Wonderpath began the way all good stories do: with a question. What if a curriculum could feel less like worksheets and more like a living story? What if art history could be the golden thread tying together writing, science, geography, and the human experience? What if learning felt like opening a door, not ticking a box?
Those questions became Wonderpath.
Learning that keeps its wonder.
Education should feel alive. It should spark questions, kindle creativity, and invite children and adults to see themselves as part of the larger human story. Too often, curricula flatten curiosity under drills and checklists.
Wonderpath flips the script. Every unit begins with an artist's story, unfolds through hands-on projects, and closes with reflection that connects knowledge to real life. That reflection happens across ages, around the same stories, at different depths. One table. Many ways in.
Built with care. Guided by curiosity.
Every semester follows a guiding theme. Every month lives inside the world of one artist. Learners move through living biographies, cross-curricular connections, and hands-on invitations using simple materials. Grownups get the context, standards, and support they need to feel rooted without needing to be experts first.
It is research-forward but written to be open-and-go. Accessible but never watered down. Playful but always respectful.
Wonderpath is secular, globally minded, and designed to celebrate diverse voices, small creators, and inclusive histories.
A Community of Wonder
Wonderpath is being used at kitchen tables, in co-ops, and in gallery halls.

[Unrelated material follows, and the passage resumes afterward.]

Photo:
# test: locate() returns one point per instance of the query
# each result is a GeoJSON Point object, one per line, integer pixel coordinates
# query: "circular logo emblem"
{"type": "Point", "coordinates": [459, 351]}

It has found a home with homeschool families, classroom educators, and museum education departments, including a partnership with the Evansville Museum of Arts, History and Science.
Wherever learning happens, Wonderpath adapts.
A note from Heather.
I built Wonderpath at my kitchen table, fueled by coffee and the deep belief that curiosity is the best teacher. It grew out of academic research and the very real need for something rigorous but flexible, secular but deeply respectful, and always filled with wonder. I'm so glad you found your way here.